A secret police crime museum with Jack the Ripper artefacts and execution death masks could provide Kingston with 1,715 extra front line police hours, if it were opened to the public.

The 150-year-old Black Museum is not currently open to visitors, but a report has suggested it could be a money spinner.

The History’s Life Sentence report by the Greater London Authority Conservatives has worked out that if Scotland Yard’s secret memorabilia haunt were to go public for just three months, it could attract up to 300,000 museum-goers.

At £15 per head, this could pay for 54,900 extra policing hours throughout the capital, including Kingston.

London Assembly member Tony Arbour said it was a “no brainer” the Metropolitan Police should benefit from opening its doors with budgets already so tight.

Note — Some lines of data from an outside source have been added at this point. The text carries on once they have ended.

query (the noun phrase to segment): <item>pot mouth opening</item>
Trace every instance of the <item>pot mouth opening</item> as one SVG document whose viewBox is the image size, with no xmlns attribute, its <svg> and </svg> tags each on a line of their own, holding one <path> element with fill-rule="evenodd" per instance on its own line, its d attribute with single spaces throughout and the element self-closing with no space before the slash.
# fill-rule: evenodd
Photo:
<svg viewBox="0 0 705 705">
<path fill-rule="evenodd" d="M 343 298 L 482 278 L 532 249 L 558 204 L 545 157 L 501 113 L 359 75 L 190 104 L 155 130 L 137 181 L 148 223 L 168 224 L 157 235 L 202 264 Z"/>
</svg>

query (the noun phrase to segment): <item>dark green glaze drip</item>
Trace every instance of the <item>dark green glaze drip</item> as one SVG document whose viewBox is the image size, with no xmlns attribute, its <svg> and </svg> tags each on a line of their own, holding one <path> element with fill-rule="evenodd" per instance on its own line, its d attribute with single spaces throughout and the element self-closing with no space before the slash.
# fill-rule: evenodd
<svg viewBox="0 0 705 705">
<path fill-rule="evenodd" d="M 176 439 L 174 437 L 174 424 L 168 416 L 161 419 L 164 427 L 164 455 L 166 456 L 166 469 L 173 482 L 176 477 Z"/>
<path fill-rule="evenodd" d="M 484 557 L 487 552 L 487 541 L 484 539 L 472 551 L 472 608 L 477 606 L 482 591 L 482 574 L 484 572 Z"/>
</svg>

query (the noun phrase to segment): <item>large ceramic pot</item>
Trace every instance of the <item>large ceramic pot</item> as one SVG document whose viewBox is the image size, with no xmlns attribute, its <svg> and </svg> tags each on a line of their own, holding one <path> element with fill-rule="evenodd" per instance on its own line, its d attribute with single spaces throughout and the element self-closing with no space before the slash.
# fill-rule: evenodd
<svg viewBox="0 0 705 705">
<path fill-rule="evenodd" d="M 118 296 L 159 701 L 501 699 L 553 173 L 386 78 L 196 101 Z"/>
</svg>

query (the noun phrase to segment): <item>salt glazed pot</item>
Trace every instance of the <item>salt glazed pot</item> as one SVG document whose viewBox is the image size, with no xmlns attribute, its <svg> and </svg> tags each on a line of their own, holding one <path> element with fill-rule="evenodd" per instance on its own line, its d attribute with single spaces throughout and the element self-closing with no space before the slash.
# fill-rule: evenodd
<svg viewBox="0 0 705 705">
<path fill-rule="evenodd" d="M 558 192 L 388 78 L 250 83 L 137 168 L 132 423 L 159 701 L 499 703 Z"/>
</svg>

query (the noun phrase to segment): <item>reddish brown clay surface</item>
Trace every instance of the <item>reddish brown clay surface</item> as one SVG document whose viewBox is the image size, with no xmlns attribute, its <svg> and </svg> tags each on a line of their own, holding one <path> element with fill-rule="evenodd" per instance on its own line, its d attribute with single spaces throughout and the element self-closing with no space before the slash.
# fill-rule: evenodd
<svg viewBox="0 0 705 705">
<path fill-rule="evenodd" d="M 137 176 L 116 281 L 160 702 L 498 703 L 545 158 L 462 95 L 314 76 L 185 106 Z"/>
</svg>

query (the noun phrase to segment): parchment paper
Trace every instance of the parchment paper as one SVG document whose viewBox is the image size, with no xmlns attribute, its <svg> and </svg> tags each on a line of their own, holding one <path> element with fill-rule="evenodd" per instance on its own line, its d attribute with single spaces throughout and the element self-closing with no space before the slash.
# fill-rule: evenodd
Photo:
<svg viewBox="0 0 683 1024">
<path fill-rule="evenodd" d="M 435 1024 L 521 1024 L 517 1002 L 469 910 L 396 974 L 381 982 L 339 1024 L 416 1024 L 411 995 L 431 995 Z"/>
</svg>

He said: “Exhibits such as letters from Jack the Ripper will likely prove enormously popular with residents and visitors to the city, who already demonstrate a fascination with the more macabre chapters of London’s history.

“Many of the exhibits showcase the impressive work undertaken by the Met in some of the capital’s most high profile investigations. “This has the potential to fund more police on the streets in Richmond and Kingston.”

Among the creep criminology artefacts is also evidence from the prosecution of Britain’s Great Train Robbery and even the pots and pans used by serial killer Dennis Nilsen, who boiled the flesh of his victims.

The Metropolitan Police were not available for comment.